Deepak Chopra mengajarkan rumus rohani pertama untuk sukses, yaitu supaya kita kembali kepada jatidiri kita sesungguhnya, yaitu “Self” sebagai seorang manusia biasa, yang lahir, hidup dan akhirnya mati. Saya hanyalah manifestasi dari sebuah pergerakan jagat-raya, yang muncul di sini, saat ini, dengan tujuan tertentu, dengan tugas tertentu, dengan alasan tertentu. Tujuan, maksud, alasan itu harus saya usahakan untuk memahaminya. Dan cara untuk memahaminya pertama-tama harus “mematikan ego”, dan menjadi “self-referred”, bukan “object-referred”; saya harus melepaskan diri dari “rasa takut”, saya harus menerima semua hal sebagaimana adanya, menerima diri saya sendiri sebagaimana adanya saya.

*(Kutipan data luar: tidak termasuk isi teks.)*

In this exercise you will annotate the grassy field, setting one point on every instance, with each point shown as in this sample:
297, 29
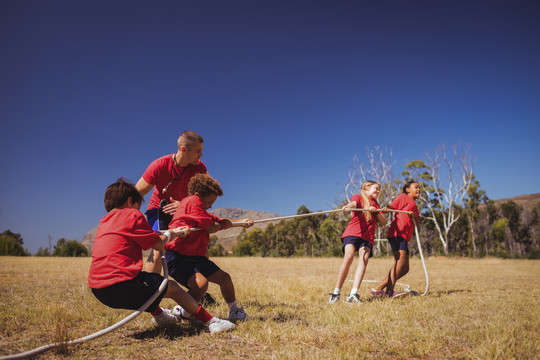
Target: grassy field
475, 309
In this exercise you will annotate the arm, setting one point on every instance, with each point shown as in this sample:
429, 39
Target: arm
243, 223
352, 205
168, 235
143, 187
415, 217
215, 227
381, 218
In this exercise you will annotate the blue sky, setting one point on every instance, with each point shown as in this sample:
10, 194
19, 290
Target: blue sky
285, 93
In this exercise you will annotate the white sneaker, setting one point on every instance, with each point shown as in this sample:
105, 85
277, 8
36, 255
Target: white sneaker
178, 312
354, 298
237, 314
334, 298
165, 319
216, 325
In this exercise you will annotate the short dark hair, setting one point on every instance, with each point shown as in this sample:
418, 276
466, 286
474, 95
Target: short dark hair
408, 185
117, 194
204, 185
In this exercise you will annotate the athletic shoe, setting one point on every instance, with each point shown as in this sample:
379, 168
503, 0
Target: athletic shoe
334, 298
178, 312
354, 298
216, 325
377, 292
165, 319
398, 294
237, 314
207, 300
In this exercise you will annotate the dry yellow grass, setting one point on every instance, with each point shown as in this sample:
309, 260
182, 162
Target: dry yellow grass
476, 309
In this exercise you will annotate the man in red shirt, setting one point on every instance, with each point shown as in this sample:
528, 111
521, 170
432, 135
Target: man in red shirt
169, 176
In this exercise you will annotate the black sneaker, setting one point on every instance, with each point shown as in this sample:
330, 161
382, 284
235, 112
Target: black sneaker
354, 298
207, 300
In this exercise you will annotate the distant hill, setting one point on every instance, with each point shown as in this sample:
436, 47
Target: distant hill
527, 201
227, 238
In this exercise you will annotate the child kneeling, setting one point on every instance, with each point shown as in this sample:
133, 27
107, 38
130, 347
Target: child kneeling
116, 277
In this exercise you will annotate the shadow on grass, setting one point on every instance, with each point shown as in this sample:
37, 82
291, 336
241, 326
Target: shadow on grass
447, 292
169, 333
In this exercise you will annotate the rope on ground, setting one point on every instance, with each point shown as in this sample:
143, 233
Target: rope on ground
119, 324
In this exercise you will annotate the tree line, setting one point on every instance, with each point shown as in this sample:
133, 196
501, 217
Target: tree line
11, 244
457, 217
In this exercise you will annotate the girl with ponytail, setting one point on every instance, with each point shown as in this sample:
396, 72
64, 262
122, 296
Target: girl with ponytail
359, 236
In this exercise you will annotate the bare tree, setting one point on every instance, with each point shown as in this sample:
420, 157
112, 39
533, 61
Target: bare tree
447, 181
379, 169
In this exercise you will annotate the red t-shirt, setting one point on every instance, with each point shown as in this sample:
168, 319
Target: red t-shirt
161, 171
358, 225
191, 213
402, 225
121, 237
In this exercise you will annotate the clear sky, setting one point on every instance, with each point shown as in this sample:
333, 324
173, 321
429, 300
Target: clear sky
285, 93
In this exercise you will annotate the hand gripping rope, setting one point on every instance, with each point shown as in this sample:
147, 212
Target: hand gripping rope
149, 302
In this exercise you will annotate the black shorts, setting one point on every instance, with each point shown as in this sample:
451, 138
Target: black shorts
157, 219
132, 294
358, 243
182, 267
399, 243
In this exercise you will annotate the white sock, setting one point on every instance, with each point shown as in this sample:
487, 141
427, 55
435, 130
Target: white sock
185, 313
232, 305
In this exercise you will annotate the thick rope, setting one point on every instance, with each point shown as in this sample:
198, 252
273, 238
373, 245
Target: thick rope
149, 302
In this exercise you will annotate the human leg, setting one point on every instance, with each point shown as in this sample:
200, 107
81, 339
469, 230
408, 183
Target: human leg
348, 258
198, 284
364, 254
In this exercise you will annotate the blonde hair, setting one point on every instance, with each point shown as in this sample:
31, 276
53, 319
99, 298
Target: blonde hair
189, 138
365, 199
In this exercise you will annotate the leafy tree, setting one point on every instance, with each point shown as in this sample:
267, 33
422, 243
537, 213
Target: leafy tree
69, 248
11, 244
16, 237
43, 252
215, 249
444, 197
475, 197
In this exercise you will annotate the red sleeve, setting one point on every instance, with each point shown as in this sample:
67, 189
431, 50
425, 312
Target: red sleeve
397, 203
143, 234
358, 199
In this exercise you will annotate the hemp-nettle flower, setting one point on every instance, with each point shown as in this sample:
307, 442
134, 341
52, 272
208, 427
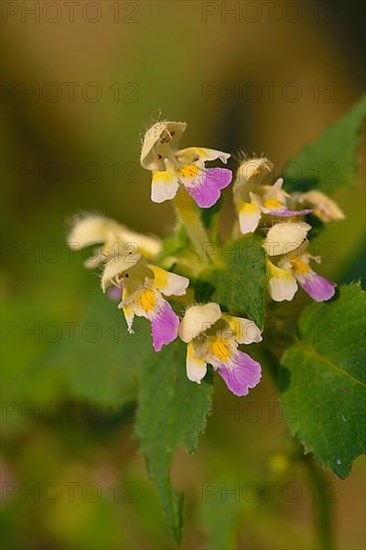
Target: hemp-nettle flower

Dengan cara inilah saya dapat mengendalikan musuh saya bernama “Ego saya”.

Hanya setelah itulah, saya merasa yakin dan teguh untuk muncul di depan siapapun di muka bumi, makhluk manusia, hewan, tumbuhan, benda-benda, makhluk roh, dan mengatakan, “Saya sudah menang!”

Dalam agama Kristen kita sudah berulang-ulang mendengar cerita Yesus Kristus, yang datang dari surga, lahir sebagai seorang bayi di kandang binatang, di dalam keluarga seorang tukang kayu, hidup di kampung, tempat tinggal-Nya tidak menentu, bahkan untuk meletakkan kepala-Nya pun tidak ada, bahkan sampai bersedia disalibkan dan mati, tanpa berbuat salah apapun, selain mengaku diri sebagai “Jalan dan Kebenaran dan Hidup!” dan bahwa tanpa dirinya tidak seorangpun sampai kepada Bapa.

Tindakan menyangkal diri, menjadi manusia, dan rela mati, adalah tindakan “mengendalikan ego”, yaitu musuh yang ada di dalam diri kita masing-masing. Yesus sanggup dan sukses mengalahkan “musuh yang ada di dalam diri-Nya”. Itulah sebabnya Dia dikatakan telah “menang”.

Mengalahkan “ego” sendiri tidak begitu sulit, tetapi yang paling sulit ialah mengaku secara jujur bahwa ego saya adalah musuh saya, dan musuh saya itu ada di dalam diri saya sendiri, dan karena itu saya harus mengendalikannya.